Some voices now are clamoring for FDA to adopt the approach of the European Medicines Agency (EMA), which instituted Conditional Marketing Authorization (CMA) procedures in 2006 for products where (a) benefit/risk balance is positive; (b) it is likely that comprehensive clinical data will be provided; (c) unmet medical needs will be fulfilled; and

(d) benefit to public health of immediate availability outweighs risks that additional data are still required.  These EMA-CMA approvals require annual renewal and can be converted to full marketing authorizations upon review of definitive data generated during the conditional approval period.

Do any of these initiatives significantly alter timelines in biomedical product development?  A group of European investigators recently assessed the influence of “Facilitated Regulatory Pathways” (FRP) on review times for 125 new active substances approved by FDA between January 2013 and December 2015.  Metrics for this study included the following:

 

Approved NAS 125
NAS approved using FRP 74 (no use of BTD alone, FT + BTD, or AA ± BTD)
Median development times (IND to NDA submission
Any FRP 2377 days
No FRP 2148 days
BTD + PR + AA 1458 days
FT alone 2620 days
PR alone 3515 days
Median Approval Times
Any FRP 243 days
No FRP 365 days
FT + BTD + PR + AA [a] 145 days
BTD + AA + PR 166 days
FT + BTD + PR 242 days
FT + PR 292 days
PR alone 242 days
Median Developmental + Approval Times (IND to Approval)
Any FRP 2620 days
No FRP 2513 days
BTD + AA + PR 1624 days
BTD + FT + PR 1720 days
FT + PR 2308 days
FT + BTD + AA + PR 2434 days
FT alone 2981 days
PR alone 3757 days

AA = Accelerated Approval; BTD = Breakthrough Therapy Designation; FRP = facilitated regulatory pathways; FT = Fast Track Designation; PR = Priority Review; NAS = new active substances
[a] Four NAS qualified for all four FRPs: ibrutinib, idelalisib, nivolumab, osimertinib mesylate, daratumumab

The authors concluded that combinations of FRPs can shorten review times beyond those provided by PR alone.  The data do not appear, however, to support a general conclusion that various combinations of FRPs reliably shorten the time elapsing between IND submission and marketing approval, or between product conception and marketing approval.

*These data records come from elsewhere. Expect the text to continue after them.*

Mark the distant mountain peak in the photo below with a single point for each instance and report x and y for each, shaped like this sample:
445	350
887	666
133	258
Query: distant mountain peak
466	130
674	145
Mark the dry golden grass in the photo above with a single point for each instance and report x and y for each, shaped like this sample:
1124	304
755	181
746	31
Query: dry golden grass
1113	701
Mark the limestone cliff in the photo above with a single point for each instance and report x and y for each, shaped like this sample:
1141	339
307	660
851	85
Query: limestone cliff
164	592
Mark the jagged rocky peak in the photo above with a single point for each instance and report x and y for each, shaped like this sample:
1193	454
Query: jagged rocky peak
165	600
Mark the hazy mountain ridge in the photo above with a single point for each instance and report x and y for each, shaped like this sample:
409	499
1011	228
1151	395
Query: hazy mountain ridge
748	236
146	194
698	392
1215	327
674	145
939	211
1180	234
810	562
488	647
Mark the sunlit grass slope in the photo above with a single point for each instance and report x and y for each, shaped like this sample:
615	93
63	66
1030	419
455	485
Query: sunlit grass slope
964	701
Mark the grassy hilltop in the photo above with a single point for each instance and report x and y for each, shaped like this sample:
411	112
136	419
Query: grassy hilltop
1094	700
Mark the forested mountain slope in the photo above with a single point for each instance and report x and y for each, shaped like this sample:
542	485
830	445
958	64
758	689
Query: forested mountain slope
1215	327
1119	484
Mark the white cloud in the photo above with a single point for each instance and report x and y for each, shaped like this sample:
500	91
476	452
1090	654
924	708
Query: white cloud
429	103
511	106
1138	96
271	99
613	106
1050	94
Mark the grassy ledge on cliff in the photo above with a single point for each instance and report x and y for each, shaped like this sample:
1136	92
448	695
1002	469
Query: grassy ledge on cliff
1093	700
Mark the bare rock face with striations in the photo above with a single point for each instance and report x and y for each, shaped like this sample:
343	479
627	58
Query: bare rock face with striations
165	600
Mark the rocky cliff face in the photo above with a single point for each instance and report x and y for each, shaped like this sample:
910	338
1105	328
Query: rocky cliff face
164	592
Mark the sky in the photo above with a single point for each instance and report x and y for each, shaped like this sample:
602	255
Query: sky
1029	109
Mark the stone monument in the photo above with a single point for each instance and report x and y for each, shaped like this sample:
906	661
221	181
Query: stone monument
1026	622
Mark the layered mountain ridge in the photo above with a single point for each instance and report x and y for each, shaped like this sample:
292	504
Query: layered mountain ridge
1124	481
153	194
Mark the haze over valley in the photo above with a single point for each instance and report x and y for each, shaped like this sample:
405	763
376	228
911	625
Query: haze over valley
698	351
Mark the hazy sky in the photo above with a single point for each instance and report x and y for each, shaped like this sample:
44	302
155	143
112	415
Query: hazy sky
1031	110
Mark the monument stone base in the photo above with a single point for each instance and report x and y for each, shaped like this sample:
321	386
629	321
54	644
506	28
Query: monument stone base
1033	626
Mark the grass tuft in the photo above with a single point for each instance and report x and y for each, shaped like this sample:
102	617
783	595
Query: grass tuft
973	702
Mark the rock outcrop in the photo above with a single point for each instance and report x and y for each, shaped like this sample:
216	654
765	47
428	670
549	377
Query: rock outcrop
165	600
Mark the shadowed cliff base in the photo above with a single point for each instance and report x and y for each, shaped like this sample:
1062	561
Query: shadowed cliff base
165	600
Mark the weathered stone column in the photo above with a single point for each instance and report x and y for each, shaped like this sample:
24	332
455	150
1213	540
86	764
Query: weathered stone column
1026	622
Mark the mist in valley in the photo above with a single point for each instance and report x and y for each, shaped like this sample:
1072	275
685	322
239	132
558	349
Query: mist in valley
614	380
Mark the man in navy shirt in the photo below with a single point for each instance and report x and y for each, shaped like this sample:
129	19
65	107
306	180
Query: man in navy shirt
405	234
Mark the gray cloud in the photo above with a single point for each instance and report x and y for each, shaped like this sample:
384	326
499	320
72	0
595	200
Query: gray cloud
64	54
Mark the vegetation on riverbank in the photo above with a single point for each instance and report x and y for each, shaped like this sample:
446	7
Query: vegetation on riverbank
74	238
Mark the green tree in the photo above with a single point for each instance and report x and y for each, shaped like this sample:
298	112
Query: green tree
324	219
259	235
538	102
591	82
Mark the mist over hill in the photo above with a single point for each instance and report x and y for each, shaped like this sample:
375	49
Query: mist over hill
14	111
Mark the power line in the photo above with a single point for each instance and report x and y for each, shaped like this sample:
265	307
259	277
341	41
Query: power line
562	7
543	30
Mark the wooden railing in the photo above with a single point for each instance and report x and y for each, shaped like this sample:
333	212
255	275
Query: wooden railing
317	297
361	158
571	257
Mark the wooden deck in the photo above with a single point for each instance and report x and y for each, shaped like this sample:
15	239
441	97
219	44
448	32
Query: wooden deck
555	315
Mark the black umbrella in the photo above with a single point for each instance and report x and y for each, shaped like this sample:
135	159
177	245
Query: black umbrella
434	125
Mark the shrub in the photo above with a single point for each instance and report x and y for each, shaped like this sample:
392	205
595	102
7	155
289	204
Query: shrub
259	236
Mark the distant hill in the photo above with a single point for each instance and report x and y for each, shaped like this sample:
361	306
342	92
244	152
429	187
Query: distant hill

Although FRPs aim to accelerate patient access to medicines, some analyses have in fact shown that development times from first-in-human testing to marketing authorization using FRPs are comparable to development times associated with full (no FRP) marketing authorization, yet are based on less comprehensive data.  Consequently, commentators have raised the possibility that instead of using the FRPs prospectively, sponsors are using them as a backup to full authorization when data packages may not be strong enough to support a full market authorization through conventional pathways.  In any case, more data are needed to determine whether or not implementation of FRPs makes a meaningful difference in terms of conservation of time and/or resources in the biomedical product development plus approval process.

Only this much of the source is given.